Un luogo sottratto alla criminalità organizzata si è trasformato, a Villa Literno, in presidio di inclusione divenendo Caffè letterario inclusivo “Smile”, realizzato nell’ambito delle attività di valorizzazione dei beni confiscati promosse da Agrorinasce. Una opportunità per il territorio reso possibile grazie ad un finanziamento della Regione Campania con un importo complessivo di 150.000 euro.
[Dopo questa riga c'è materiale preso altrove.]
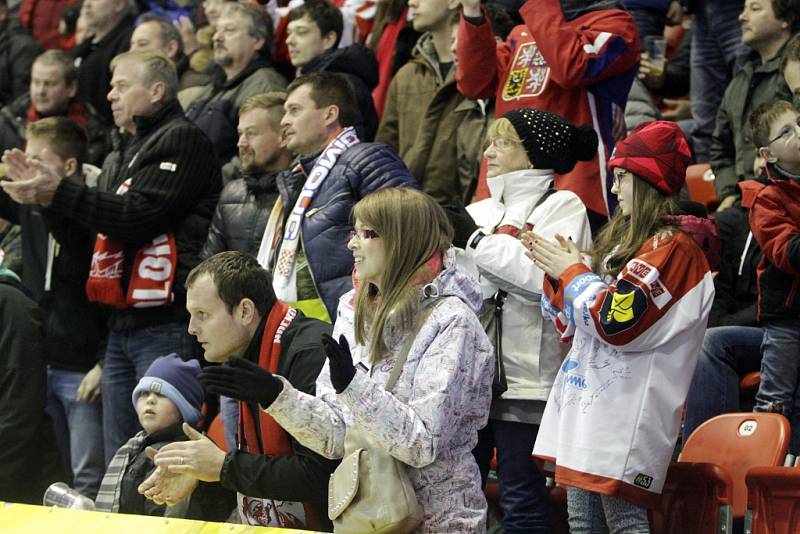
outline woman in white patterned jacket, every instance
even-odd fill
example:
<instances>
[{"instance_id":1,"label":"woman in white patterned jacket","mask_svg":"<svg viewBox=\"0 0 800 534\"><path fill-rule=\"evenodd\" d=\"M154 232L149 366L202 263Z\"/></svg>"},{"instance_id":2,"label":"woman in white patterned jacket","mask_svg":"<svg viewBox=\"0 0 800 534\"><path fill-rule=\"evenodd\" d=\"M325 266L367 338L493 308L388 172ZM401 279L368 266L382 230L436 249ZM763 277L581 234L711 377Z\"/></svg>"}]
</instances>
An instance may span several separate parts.
<instances>
[{"instance_id":1,"label":"woman in white patterned jacket","mask_svg":"<svg viewBox=\"0 0 800 534\"><path fill-rule=\"evenodd\" d=\"M277 377L282 387L262 407L325 457L341 458L345 435L358 428L406 464L424 511L415 532L485 532L486 500L471 452L492 400L494 355L476 316L481 288L456 265L452 227L424 193L383 189L359 201L353 215L348 248L356 289L340 300L338 341L324 340L328 362L316 397ZM387 392L417 327L403 372Z\"/></svg>"}]
</instances>

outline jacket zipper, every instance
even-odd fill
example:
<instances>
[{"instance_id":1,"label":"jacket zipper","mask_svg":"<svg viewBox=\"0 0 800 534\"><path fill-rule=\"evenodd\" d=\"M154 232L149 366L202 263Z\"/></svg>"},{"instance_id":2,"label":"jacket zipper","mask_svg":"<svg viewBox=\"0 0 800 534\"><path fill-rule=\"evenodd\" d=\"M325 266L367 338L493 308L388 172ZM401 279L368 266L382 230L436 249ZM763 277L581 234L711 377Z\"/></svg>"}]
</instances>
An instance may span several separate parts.
<instances>
[{"instance_id":1,"label":"jacket zipper","mask_svg":"<svg viewBox=\"0 0 800 534\"><path fill-rule=\"evenodd\" d=\"M306 214L305 214L305 217L307 217L307 218L308 218L308 217L311 217L312 215L314 215L314 214L315 214L315 213L317 213L318 211L320 211L320 210L324 210L325 208L327 208L328 206L330 206L331 204L333 204L333 202L334 202L335 200L337 200L337 199L340 199L340 198L342 198L342 197L345 197L345 196L347 196L347 195L349 195L349 194L350 194L350 192L349 192L349 191L342 191L341 193L336 193L336 194L335 194L335 195L333 195L333 196L332 196L330 199L328 199L328 201L327 201L325 204L323 204L322 206L319 206L318 208L312 208L312 209L308 210L308 211L306 212Z\"/></svg>"}]
</instances>

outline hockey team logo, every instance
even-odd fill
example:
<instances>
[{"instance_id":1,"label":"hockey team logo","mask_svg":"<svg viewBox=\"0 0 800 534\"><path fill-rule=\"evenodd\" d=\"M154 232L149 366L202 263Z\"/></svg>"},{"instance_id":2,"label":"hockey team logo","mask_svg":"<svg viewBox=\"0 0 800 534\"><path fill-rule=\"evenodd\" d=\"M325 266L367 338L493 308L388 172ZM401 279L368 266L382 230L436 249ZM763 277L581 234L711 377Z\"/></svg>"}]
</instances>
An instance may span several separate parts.
<instances>
[{"instance_id":1,"label":"hockey team logo","mask_svg":"<svg viewBox=\"0 0 800 534\"><path fill-rule=\"evenodd\" d=\"M636 478L633 479L633 483L640 488L650 489L650 486L653 484L653 477L645 475L644 473L639 473L636 475Z\"/></svg>"},{"instance_id":2,"label":"hockey team logo","mask_svg":"<svg viewBox=\"0 0 800 534\"><path fill-rule=\"evenodd\" d=\"M608 310L606 322L616 321L626 323L633 319L634 292L614 293L611 299L611 306Z\"/></svg>"},{"instance_id":3,"label":"hockey team logo","mask_svg":"<svg viewBox=\"0 0 800 534\"><path fill-rule=\"evenodd\" d=\"M564 382L569 387L580 390L589 389L589 383L586 381L586 378L573 373L578 367L580 367L580 362L578 362L578 360L573 360L572 358L564 360L564 363L561 365L561 372L564 373Z\"/></svg>"},{"instance_id":4,"label":"hockey team logo","mask_svg":"<svg viewBox=\"0 0 800 534\"><path fill-rule=\"evenodd\" d=\"M531 41L520 45L503 87L503 100L539 96L547 87L549 78L550 67L536 43Z\"/></svg>"}]
</instances>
A occuparsi delle attività saranno le associazioni “Se tu mi dai la mano” e “La Strada del Sorriso”, che riuniscono oltre 20 famiglie con bambini disabili o affetti da disturbo dello spettro autistico.
Il progetto si propone di favorire percorsi di integrazione sociale e autonomia, creando al contempo opportunità di sostenibilità economica attraverso iniziative culturali e laboratoriali aperte alla cittadinanza.
L’immobile, articolato su due livelli, era stato confiscato a Gaetano Tavoletta, esponente del clan dei Casalesi, e rappresenta oggi un simbolo concreto di legalità e rinascita.
“Questo Caffè letterario è diverso da altri centri di aggregazione giovanile di cui ci siamo occupati –sottolinea Giovanni Allucci, amministratore delegato di Agrorinasce – perché è un luogo aperto a tutti e gestito dai familiari dei ragazzi disabili. Con loro creiamo un luogo vivo e inclusivo, che necessità però di un sostegno continuo”.
“Con l’inaugurazione del Caffè si affermano due valori fondamentali – dichiara la presidente di Agrorinasce, Maria Antonietta Troncone –: la legalità, per aver sottratto un bene alla camorra e riconsegnarlo ai cittadini, e la solidarietà, che vuol dire inclusione e accesso ai diritti primari per chi è meno avvantaggiato. Va detto poi che è importante anche l’aspetto della valorizzazione delle associazioni. Dunque un bene come questo porta ad una crescita complessiva della comunità”.